Eat, drink and be merry, courtesy of the Colorado Restaurant Association

Senate President Bill Cadman, a Colorado Springs Republican, and House Majority Leader Crisanta Duran, a Denver Democrat, at the Colorado Restaurant Association's Blue Ribbon Reception Wednesday night.
Senate President Bill Cadman, a Colorado Springs Republican, and House Majority Leader Crisanta Duran, a Denver Democrat, at the Colorado Restaurant Association’s Blue Ribbon Reception Wednesday night.

The Colorado Restaurant Association hosts one of the best legislative receptions of the year, held opening night when lawmakers are filled with optimism and still humming “Kumbaya.”

“This is a great tradition at the Colorado General Assembly,” said House Speaker Dickey Lee Hullinghorst, a Boulder Democrat.

“It’s a wonderful gathering. We’re all very excited about starting a new session and it’s always a good time to talk and have a drink with our friends on the other side of the aisle.”

The session opened Wednesday and by law must adjourn in May. The reception was held at the Colorado History Museum.

The Colorado Restaurant Association uses the event to inform lawmakers and reporters about the importance of their industry to state coffers. A variety of restaurants offered small plate samples of tacos, salmon and more.

Senate President Bill Cadman, a Colorado Springs Republican, made it a point to mention to House Majority Leader Crisanta Duran, a Denver Democrat, that he had given her a shout out in his loooong speech earlier that morning.

“You did?” she asked Wednesday night, flashing a big smile.

Gov. John Hickenlooper and his ax from The Fort Restaurant, which was used to open champagne bottles.
Gov. John Hickenlooper and his ax from The Fort Restaurant, which was used to open champagne bottles.

Gov. John Hickenlooper, who owned restaurants before going into politics, kicked off the remarks and ended on that same optimistic tone.

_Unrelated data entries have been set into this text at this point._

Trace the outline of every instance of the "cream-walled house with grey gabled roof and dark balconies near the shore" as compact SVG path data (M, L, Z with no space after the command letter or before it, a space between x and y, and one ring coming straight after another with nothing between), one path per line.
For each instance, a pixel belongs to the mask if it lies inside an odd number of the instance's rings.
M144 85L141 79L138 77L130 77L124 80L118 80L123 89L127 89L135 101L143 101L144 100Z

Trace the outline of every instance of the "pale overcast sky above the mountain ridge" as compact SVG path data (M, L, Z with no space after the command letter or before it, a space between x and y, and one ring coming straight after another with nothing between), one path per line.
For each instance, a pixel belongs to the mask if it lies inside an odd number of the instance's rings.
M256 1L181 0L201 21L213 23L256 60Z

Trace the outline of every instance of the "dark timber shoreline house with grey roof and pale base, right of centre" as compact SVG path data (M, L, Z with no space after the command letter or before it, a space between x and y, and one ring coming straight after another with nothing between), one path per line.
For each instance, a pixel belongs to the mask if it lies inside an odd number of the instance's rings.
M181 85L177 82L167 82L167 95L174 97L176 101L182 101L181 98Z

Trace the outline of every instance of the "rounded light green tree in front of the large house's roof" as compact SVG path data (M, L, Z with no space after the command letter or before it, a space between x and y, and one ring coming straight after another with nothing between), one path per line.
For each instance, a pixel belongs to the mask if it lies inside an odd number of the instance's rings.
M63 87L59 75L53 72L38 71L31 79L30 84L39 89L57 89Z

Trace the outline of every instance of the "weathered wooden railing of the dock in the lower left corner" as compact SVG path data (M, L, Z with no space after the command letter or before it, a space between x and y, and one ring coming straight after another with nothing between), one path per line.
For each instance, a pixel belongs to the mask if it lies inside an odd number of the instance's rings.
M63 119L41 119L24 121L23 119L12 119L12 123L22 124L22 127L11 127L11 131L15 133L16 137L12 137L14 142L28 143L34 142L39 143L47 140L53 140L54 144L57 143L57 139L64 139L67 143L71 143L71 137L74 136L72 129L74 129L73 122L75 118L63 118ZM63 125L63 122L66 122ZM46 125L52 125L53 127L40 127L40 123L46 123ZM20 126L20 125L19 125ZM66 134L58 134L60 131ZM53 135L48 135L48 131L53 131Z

“To civility and progress,” he said.

The owner of The Fort Restaurant presented the governor with a bottle of champagne and an ax that Fort founder Sam Arnold used to open bottles of the bubbly. Holly Arnold Kinney told Hickenlooper, who is getting married Saturday to Robin Pringle, that he should use the ax as a sign of good luck for an enduring marriage.

Hickenlooper said he could put the ax to use in other ways.

“President Cadman … ,” he said to laughter.

When it was Cadman’s turn to speak, he toasted Hickenlooper and Pringle but then got in one of one-liners.

“Watch your back tomorrow,” he joked.

Cadman will be seated behind Hickenlooper when the governor delivers his sixth State of the State speech at 11 a.m. today before members of the House and Senate.

Four House Democrats pose for a picture at the Colorado Restaurant Association's reception Wednesday: Angela Williams and Dan Pabon of Denver, Tracy Kraft Tharp of Arvada and Dominick Moreno of Commerce City.
Four House Democrats pose for a picture at the Colorado Restaurant Association’s reception Wednesday: Angela Williams and Dan Pabon of Denver, Tracy Kraft-Tharp of Arvada and Dominick Moreno of Commerce City.

Some factoids about Colorado restaurants, according to the association:

  • There are 10,870-plus eating and drinking locations in Colorado.
  • Total restaurant sales in Colorado are expected to exceed $10 billion.
  • Colorado food service industry will employ approx 264,200 workers.
  • Colorado restaurants will generate approximately $695 million in state and local taxes.
  • There are 2 million-plus meals served in Colorado per day.
  • More than 75 percent of Colorado’s restaurants are independently owned and operated.